Example 13 includes the non-transitory computer readable medium in any foregoing example, wherein the instructions, when executed, cause the processor circuitry to identify a number of resources for generation of the virtual platform.
Example 14 includes the non-transitory computer readable medium in any foregoing example, wherein the instructions, when executed, cause the processor circuitry to determine if a network interface device includes resource management capabilities, and in response to a determination the network interface device includes resource management capabilities, enable the resource management capabilities.
Example 15 includes a method comprising identifying, by executing an instruction with processor circuitry, a resource inactivity threshold for a first resource associated with a network interface device, the resource inactivity threshold indicative of a duration of time that the resource is not utilized, determining, by executing an instruction with the processor circuitry, that the first resource satisfies the resource inactivity threshold, and generating, by executing an instruction with the processor circuitry, the virtual platform associated with the network interface device based on the determination, the generated virtual platform to reduce latency in execution of a function.
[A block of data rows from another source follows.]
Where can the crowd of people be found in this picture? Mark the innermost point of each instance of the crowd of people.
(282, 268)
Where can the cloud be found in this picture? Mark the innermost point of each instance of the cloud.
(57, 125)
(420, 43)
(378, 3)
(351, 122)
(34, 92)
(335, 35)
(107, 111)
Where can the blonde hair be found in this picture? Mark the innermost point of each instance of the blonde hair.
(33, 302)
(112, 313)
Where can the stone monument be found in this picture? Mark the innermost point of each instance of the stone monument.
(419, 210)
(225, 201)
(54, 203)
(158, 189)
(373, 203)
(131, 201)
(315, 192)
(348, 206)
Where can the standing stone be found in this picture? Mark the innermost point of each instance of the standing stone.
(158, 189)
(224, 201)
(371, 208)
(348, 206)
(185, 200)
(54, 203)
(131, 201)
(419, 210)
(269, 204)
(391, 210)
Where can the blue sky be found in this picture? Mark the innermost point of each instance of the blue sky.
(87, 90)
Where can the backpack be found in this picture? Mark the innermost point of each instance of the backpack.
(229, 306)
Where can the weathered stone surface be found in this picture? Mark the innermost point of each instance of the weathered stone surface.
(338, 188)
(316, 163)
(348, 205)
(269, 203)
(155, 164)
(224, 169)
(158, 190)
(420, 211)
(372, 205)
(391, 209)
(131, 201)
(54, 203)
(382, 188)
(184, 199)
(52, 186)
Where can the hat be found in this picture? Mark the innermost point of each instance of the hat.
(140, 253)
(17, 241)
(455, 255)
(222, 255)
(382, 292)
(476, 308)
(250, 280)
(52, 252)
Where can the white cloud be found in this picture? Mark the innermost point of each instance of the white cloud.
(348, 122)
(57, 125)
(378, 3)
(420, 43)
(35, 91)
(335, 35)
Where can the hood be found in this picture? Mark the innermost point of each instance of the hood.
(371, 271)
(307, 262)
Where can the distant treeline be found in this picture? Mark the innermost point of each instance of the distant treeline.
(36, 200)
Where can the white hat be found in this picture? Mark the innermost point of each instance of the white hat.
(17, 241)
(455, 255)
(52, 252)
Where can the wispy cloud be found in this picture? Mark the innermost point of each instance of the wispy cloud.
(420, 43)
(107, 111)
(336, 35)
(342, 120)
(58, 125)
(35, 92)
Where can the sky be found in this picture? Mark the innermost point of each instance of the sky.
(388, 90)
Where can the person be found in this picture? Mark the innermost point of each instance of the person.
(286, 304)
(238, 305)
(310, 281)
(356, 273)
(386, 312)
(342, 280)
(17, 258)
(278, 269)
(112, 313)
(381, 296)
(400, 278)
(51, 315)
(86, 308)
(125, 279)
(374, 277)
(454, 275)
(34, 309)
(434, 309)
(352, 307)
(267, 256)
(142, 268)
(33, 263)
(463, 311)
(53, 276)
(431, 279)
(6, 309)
Example 16 includes the method of example 15, further including generating the virtual platform responsive to a reception of an indication from an edge orchestrator to generate the virtual platform.
Example 17 includes the method of example 16, wherein to generate the virtual platform is based on a resource requirement of the edge orchestrator.
Example 18 includes the method in any foregoing example, further including generating the virtual platform responsive to an indication that a threshold number of resources have been identified.
Example 19 includes the method in any foregoing example, further including causing the processor circuitry to perform zero-touch provisioning on a resource associated with the virtual platform.
Example 20 includes the method in any foregoing example, further including identifying a number of resources for generation of the virtual platform.
Example 21 includes the method of example 15, further including determining if a network interface device includes resource management capabilities, and enabling the resource management capabilities.
Example 22 is an edge computing gateway, comprising processing circuitry to perform any of Examples 15-21.
Example 23 is an edge computing node, comprising processing circuitry to perform any of Examples 15-21.
Example 24 is a base station, comprising a network interface card and processing circuitry to perform any of Examples 15-21.
Example 25 is a computer-readable medium comprising instructions to perform any of Examples 15-21.
The following claims are hereby incorporated into this Detailed Description by this reference. Although certain example systems, methods, apparatus, and articles of manufacture have been disclosed herein, the scope of coverage of this patent is not limited thereto. On the contrary, this patent covers all systems, methods, apparatus, and articles of manufacture fairly falling within the scope of the claims of this patent.